Hari Seldon wrote:Much as I admire sri chola's perspective, sri vikamS's queries do strike a chord.
So for instance, how to reconcile a few (seemingly) opposing factoids - (i) PRC superstate can make mango people eat losses at will implying people's trust in bank savings in the PRC must be low and dipping, and (ii) there's great consumption boom with 100s of millions buying costly cars and costlier homes on a cash down payment basis, (iii) PRC's 4 super banks, which are larger than the ASEAN's banks put together, have already been recapitalized at least once with the people's savings.
Now if the PRC state stole people's money to save its banks, how come the same people in their 100s of millions still have ample cash lying around to consume on a scale that puts the G7 to shame?
Reread what I wrote in an earlier thread. I can't explain it better by any kind of rewriting. The ability to make its people eat losses is just one of the reasons and probably the least paramount. The key is the ability to print money without inflation which basically comes down to the market's confidence in holding a particular currency.
It's funny how people talk about bad debt without understanding what it really means. Debt is simply credit that needs to be repaid. Credit is often never repaid and it leads to great and tremendous things.

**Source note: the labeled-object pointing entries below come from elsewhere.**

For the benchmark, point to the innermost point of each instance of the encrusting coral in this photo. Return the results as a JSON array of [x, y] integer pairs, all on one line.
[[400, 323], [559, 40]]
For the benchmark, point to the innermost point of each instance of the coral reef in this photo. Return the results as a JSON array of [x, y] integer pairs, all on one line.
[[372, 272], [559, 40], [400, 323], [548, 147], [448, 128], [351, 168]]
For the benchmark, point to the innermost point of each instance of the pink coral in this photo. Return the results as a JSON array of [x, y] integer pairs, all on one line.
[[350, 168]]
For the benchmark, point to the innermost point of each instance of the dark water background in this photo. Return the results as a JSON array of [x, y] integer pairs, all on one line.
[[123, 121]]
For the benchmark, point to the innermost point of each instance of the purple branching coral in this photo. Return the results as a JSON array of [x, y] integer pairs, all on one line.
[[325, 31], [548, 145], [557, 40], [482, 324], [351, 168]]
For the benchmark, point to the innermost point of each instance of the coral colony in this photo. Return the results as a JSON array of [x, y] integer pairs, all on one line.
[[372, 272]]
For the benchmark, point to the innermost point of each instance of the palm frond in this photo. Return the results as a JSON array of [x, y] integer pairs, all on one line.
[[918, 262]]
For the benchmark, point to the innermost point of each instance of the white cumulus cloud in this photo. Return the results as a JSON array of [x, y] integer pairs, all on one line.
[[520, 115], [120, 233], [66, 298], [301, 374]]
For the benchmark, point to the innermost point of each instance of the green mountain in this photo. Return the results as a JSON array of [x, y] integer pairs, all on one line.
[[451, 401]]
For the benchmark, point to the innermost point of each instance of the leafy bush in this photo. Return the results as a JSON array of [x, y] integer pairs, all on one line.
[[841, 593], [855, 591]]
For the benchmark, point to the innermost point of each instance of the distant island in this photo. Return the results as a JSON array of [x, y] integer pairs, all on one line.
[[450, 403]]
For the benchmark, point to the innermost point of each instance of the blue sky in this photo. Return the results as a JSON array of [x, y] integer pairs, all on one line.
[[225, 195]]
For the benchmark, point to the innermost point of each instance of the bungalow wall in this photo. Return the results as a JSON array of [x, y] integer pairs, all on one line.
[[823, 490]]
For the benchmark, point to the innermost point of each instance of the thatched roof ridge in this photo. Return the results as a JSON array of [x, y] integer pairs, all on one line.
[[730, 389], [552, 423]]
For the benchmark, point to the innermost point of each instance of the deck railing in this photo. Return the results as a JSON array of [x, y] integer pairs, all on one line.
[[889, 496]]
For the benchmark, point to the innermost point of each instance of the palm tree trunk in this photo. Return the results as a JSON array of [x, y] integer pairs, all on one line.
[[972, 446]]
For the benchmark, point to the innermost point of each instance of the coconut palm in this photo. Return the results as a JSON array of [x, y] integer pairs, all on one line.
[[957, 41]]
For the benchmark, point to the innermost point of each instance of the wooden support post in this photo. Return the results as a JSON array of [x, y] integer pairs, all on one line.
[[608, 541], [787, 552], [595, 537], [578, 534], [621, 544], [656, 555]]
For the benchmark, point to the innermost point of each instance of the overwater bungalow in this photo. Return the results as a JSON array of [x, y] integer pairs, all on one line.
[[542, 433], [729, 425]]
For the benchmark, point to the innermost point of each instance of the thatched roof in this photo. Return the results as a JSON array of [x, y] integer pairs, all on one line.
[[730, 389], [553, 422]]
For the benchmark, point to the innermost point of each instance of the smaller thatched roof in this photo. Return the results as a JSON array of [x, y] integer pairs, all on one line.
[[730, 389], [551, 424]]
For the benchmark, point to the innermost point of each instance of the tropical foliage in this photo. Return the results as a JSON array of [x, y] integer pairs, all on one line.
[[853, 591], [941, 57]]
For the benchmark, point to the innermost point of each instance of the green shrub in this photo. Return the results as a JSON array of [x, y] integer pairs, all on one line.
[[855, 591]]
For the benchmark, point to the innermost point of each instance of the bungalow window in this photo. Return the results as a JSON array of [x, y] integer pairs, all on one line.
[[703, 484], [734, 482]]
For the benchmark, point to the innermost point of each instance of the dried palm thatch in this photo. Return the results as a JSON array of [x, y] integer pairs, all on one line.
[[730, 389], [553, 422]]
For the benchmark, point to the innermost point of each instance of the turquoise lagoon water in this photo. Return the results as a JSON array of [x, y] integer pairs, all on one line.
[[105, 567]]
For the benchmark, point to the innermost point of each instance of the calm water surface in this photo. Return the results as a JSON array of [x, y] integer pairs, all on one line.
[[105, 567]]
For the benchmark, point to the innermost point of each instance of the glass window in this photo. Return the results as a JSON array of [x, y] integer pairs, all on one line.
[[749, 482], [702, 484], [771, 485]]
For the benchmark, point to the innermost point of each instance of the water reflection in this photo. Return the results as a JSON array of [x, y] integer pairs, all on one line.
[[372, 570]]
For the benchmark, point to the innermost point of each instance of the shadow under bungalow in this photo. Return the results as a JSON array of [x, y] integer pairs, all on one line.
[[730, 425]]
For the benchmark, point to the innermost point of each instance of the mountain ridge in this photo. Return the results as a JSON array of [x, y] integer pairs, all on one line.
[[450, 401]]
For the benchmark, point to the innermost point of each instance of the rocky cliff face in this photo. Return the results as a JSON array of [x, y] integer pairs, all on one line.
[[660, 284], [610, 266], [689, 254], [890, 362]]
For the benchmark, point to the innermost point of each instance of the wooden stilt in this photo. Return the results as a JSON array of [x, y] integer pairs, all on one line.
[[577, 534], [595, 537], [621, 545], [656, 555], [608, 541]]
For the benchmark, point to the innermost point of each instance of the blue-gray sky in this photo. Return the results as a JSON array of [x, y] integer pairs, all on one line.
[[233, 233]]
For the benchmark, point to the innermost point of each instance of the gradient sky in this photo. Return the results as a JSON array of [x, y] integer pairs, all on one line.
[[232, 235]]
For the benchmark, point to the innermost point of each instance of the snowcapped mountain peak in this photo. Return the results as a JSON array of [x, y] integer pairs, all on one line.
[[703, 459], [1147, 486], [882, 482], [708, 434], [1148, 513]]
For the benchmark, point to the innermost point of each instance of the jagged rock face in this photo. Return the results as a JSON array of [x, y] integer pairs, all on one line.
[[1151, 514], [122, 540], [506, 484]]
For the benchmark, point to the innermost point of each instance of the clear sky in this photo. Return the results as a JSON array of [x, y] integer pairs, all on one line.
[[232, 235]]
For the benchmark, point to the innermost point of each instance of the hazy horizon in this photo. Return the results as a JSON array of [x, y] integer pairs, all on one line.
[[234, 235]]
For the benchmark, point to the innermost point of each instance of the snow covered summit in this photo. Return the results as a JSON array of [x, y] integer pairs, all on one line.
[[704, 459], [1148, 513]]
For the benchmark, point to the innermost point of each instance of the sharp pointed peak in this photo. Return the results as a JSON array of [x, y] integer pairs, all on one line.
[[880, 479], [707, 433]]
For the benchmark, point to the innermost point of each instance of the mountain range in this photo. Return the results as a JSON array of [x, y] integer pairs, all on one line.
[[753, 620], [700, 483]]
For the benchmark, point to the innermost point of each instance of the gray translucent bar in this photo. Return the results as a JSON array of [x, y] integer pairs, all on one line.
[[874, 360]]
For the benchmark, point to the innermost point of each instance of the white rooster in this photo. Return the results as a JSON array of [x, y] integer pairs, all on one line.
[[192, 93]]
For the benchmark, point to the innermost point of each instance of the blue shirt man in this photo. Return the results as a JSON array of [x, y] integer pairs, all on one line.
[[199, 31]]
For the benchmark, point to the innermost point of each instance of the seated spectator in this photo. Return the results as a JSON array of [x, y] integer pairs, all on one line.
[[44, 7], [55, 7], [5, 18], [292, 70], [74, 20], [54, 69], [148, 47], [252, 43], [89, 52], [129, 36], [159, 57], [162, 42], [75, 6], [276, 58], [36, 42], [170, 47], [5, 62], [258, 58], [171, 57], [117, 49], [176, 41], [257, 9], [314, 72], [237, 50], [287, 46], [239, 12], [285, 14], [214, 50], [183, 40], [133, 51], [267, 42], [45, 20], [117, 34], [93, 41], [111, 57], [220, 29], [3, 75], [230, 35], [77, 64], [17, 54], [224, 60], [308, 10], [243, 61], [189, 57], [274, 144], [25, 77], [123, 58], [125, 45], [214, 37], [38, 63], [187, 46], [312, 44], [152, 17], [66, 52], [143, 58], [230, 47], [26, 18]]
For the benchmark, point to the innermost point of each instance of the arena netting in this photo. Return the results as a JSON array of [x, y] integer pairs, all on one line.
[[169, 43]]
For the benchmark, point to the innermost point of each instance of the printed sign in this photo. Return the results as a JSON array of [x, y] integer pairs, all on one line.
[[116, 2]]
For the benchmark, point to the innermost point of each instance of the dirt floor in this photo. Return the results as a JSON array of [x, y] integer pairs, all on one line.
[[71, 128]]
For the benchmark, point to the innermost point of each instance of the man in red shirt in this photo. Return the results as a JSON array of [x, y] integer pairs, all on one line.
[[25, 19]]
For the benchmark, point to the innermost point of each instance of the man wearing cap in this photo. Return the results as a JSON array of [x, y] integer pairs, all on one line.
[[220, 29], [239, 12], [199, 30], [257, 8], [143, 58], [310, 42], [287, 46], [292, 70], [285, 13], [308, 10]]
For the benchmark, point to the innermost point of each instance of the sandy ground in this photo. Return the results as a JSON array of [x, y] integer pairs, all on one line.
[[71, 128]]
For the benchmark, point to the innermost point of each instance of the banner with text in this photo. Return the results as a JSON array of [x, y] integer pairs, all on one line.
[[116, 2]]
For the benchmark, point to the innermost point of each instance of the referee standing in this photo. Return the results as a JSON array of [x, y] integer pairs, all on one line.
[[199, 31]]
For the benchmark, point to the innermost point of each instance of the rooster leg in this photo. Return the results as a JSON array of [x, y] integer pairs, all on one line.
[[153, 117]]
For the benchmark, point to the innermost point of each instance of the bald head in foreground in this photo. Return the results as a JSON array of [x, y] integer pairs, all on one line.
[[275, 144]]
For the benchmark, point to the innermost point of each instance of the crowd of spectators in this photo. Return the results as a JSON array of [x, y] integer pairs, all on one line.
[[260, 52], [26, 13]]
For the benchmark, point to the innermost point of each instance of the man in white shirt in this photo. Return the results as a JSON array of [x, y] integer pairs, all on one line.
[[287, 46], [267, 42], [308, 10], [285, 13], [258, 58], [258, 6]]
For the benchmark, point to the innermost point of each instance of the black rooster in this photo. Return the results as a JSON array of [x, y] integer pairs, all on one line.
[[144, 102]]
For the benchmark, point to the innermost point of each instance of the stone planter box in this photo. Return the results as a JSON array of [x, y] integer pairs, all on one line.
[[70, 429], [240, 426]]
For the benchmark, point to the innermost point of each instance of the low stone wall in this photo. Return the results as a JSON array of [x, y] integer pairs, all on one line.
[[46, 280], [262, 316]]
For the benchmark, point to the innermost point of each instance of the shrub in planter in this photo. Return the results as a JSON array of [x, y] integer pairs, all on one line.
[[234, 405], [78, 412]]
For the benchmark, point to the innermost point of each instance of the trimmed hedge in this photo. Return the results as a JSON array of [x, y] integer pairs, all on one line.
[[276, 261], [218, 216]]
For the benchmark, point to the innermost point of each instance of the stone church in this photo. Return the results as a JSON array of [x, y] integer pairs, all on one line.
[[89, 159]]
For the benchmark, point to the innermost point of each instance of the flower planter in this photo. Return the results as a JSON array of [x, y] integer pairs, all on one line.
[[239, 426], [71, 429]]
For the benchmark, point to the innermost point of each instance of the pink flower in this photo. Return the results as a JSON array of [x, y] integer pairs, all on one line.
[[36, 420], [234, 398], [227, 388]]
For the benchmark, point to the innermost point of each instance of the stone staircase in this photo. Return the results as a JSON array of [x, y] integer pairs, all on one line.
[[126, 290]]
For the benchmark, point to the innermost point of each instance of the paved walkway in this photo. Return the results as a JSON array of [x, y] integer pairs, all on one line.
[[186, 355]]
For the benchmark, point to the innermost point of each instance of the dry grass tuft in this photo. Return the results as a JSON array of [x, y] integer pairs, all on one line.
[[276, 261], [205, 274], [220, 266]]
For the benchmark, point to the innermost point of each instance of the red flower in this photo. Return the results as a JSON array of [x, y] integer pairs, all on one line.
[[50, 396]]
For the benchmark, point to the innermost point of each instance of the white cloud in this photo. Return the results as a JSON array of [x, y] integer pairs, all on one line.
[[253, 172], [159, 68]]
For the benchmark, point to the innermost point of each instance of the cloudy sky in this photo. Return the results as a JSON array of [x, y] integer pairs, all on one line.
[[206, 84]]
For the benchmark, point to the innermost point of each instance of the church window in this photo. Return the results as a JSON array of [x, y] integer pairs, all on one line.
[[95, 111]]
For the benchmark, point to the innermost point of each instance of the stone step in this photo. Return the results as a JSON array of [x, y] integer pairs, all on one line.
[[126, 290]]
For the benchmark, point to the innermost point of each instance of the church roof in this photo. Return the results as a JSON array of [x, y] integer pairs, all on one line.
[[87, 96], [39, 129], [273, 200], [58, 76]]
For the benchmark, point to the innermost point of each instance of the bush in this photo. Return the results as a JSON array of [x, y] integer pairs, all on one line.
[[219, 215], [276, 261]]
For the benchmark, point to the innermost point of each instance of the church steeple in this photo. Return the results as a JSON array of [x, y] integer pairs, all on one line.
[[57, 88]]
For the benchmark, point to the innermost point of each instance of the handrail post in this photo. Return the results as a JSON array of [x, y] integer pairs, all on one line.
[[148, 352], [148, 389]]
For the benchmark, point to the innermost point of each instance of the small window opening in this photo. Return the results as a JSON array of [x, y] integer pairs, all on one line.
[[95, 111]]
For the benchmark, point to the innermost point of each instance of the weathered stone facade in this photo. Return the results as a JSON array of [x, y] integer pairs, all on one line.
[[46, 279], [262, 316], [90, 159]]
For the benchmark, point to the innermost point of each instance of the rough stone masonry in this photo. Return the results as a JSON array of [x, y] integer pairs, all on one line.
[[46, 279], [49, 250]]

For example, the Marshall Plan which rebuilt Europe and the massive loans to Japan that made it into the world's second economy for decades were debt that the US simply forgave. It is the same the US did for itself in the post War era with the GI Bill and massive infrastructure building that criss-crossed the nation with highways. That, my friend, is free credit and they created wealth for both the happy recipients and the US (at least until the Japanese destroyed the US car industry.)
Debt to foreign entities is credit that usually needs to be repaid. Greece needs to pay Germany. California doesn't really need to prepay Washington. GM doesn't really need to repay Washington either. Obviously if a government gives out loans that can't be repaid and then prints more money to make up for it, it can lead to inflation. That's how Zimbabwe ends up with a hundred billion dollar bill that can buy maybe an apple.
The chinis are on the opposite end of that spectrum. Not only can its currency build highways and high speed rail with abandon but it is considered undervalued. Given the chance, the US, Japan and Europe would want it raised by upwards of 40%.
So the debt issue is meaningless to the PRC. It owes money to itself and it can print money without really much inflation. It has massive leeway in the value of it currency. And I have not even mention the three trillion in foreign currency yet that would cover what little external debt it has about several thousands times over.
To top it all off, the chini government can make its people eat losses. Debt is only a problem if you are forced to repay it. Or on a humanitarian level, you feel the need to repay it. Panda owes money to itself. It can print what it wants. And it if feels like it (say, to tamper down any spark of inflation), it can simply not pay and make its population eat the losses.